TenantAtlas/specs/073-unified-managed-tenant-onboarding-wizard/spec.md

# Feature Specification: Managed Tenant Onboarding Wizard V1 (Enterprise)

**Feature Branch**: `073-unified-managed-tenant-onboarding-wizard`
**Created**: 2026-02-04
**Status**: Draft
**Input**: User description: "Spec 073 — Managed Tenant Onboarding Wizard V1 (Enterprise): single workspace-first wizard as source of truth, tenantless until activation; legacy entry points removed; strict 404/403 semantics; verification checklist with tenantless run page; optional bootstrap; enterprise-grade UX and regression tests."

## Clarifications

### Session 2026-02-04

- Q: Capability granularity for the wizard? → A: Per-step/per-action capabilities (least-privilege). Activation is owner-only; bootstrap actions are separately gated.
- Q: For members without capability, should actions be hidden or disabled? → A: Visible but disabled, with tooltip/explanation; server-side remains authoritative.
- Q: What is the tenantless “View run” URL pattern? → A: `/admin/operations/{run}` (no workspace in path), access-controlled by run.workspace membership (non-member → 404), no auto workspace switching.
- Q: What is the canonical onboarding entry point URL? → A: `/admin/onboarding` (sole entry point in V1; no aliases).

## User Scenarios & Testing *(mandatory)*

### User Story 1 - Start onboarding from a single entry point (Priority: P1)

As a workspace member, I can open a single onboarding entry point and start (or resume) onboarding for a Managed Tenant in the currently selected workspace, so that tenant onboarding is consistent, workspace-first, and safe.

**Why this priority**: This is the foundation for all onboarding work and replaces fragmented legacy flows.

**Independent Test**: Can be fully tested by visiting `/admin/onboarding` with and without a selected workspace, completing Step 1, and verifying that a single tenant is created or resumed without duplicates.

**Acceptance Scenarios**:

1. **Given** no workspace is selected, **When** a user visits `/admin/onboarding`, **Then** they are redirected to choose a workspace.
2. **Given** a workspace is selected and has no active tenants, **When** a user visits the onboarding entry point, **Then** the onboarding wizard opens directly.
3. **Given** a workspace is selected and has at least one active tenant, **When** a user visits the onboarding entry point, **Then** the onboarding wizard is still reachable via an “Add managed tenant” call-to-action.
4. **Given** the user identifies a tenant using an Entra Tenant ID that already exists in the same workspace, **When** they submit Step 1 again, **Then** the wizard stays on Step 1 and shows a notification that the tenant already exists with a link to open it.
5. **Given** the user provides an Entra Tenant ID that exists in a different workspace, **When** they submit Step 1, **Then** the system responds with deny-as-not-found behavior and the UI shows a generic “Not found” notification (no details leaked).

---

### User Story 2 - Attach or create a provider connection safely (Priority: P2)

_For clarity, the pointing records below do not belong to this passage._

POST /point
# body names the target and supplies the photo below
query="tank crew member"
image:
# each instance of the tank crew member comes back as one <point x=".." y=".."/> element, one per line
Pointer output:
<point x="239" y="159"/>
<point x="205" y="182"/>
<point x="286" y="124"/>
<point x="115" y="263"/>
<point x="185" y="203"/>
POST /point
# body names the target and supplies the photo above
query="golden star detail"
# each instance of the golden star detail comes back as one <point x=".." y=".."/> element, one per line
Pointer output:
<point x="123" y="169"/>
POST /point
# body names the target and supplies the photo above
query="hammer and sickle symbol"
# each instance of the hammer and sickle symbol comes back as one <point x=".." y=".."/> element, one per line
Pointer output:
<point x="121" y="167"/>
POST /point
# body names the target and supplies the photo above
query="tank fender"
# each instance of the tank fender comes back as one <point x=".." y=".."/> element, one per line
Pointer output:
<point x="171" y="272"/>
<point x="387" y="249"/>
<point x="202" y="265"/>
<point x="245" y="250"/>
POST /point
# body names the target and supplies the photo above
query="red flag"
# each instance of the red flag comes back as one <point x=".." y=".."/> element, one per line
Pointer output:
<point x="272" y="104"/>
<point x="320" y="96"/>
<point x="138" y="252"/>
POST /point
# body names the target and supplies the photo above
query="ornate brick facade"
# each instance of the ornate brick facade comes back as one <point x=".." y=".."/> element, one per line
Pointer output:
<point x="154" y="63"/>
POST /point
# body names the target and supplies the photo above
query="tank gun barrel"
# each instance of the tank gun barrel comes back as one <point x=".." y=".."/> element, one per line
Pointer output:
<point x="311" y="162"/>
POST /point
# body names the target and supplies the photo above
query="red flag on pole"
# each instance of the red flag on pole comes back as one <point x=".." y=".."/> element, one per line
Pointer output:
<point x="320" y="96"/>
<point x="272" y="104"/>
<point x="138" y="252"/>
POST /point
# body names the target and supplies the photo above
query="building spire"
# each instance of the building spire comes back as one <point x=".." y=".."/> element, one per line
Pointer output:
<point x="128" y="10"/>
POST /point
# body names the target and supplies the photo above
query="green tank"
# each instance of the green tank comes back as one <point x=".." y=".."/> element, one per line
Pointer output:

As a workspace member, I can choose an existing provider connection or create a new one during onboarding, so that the system has a valid technical connection without exposing secret material.

**Why this priority**: Without a valid connection, verification and activation cannot be completed safely.

**Independent Test**: Can be tested by selecting “Use existing connection” vs “Create new connection”, ensuring secrets are masked and never displayed again, and verifying that onboarding state stores no secrets.

**Acceptance Scenarios**:

1. **Given** the user chooses “Use existing connection”, **When** they select a connection and proceed, **Then** onboarding records the chosen connection and continues.
2. **Given** the user chooses “Create new connection”, **When** they input connection details, **Then** any secret input is masked and is not retrievable from the UI later.
3. **Given** the user starts Step 2 but leaves before finishing, **When** they resume onboarding later, **Then** only non-secret inputs are prefilled and secret material is never shown.

---

### User Story 3 - Verify access and review results without tenant-scoped context (Priority: P3)

As a workspace member, I can start a verification run, manually refresh its status, and view a stored checklist report (including a tenantless “View run” page), so that verification works even before the tenant is activated and without using tenant-scoped routes.

**Why this priority**: Verification is the safety gate that enables activation, and it must work in empty workspaces and pre-activation flows.

**Independent Test**: Can be tested by starting verification, asserting idempotent dedupe while a run is active, verifying the viewer renders using stored data only, and verifying the “View run” link is tenantless.

**Acceptance Scenarios**:

1. **Given** verification has not been started, **When** the user clicks “Start verification”, **Then** a new verification run is started and the UI shows that verification is in progress.
2. **Given** a verification run is active, **When** the user clicks “Start verification” again, **Then** the system dedupes the request and does not create a second active run.
3. **Given** a verification run is active, **When** the user clicks “Refresh”, **Then** the UI updates status using stored run state.
4. **Given** verification completes with any blocking failures, **When** the report is shown, **Then** the step status is “Blocked”.
5. **Given** verification completes with warnings but no blocking failures, **When** the report is shown, **Then** the step status is “Needs attention”.
6. **Given** verification completes with no warnings and no failures, **When** the report is shown, **Then** the step status is “Ready”.
7. **Given** the UI shows a “View run” link, **When** the user clicks it, **Then** it opens a tenantless operations URL (not a tenant-scoped URL).

### Edge Cases

- Visiting legacy entry points returns “not found” behavior (no redirects).
- A non-member of the selected workspace receives deny-as-not-found behavior for the onboarding entry point.
- A workspace member without the required capability can see the page, but action controls are disabled and show a tooltip; server-side action attempts are denied with 403.
- Activation is owner-only: non-owners can see Step 5 but cannot activate; the UI explains “Owner required”, and server-side attempts are denied.
- Bootstrap actions are optional and gated independently per action; non-authorized users cannot start them.
- The wizard must not generate or require tenant-scoped links before activation.
- Manual refresh should not trigger external network calls; it may only re-read stored status/report.
- Verification report content must never contain secrets/tokens, raw headers, or credential material.
- Completing onboarding while verification is blocked is prevented unless an explicit override policy applies.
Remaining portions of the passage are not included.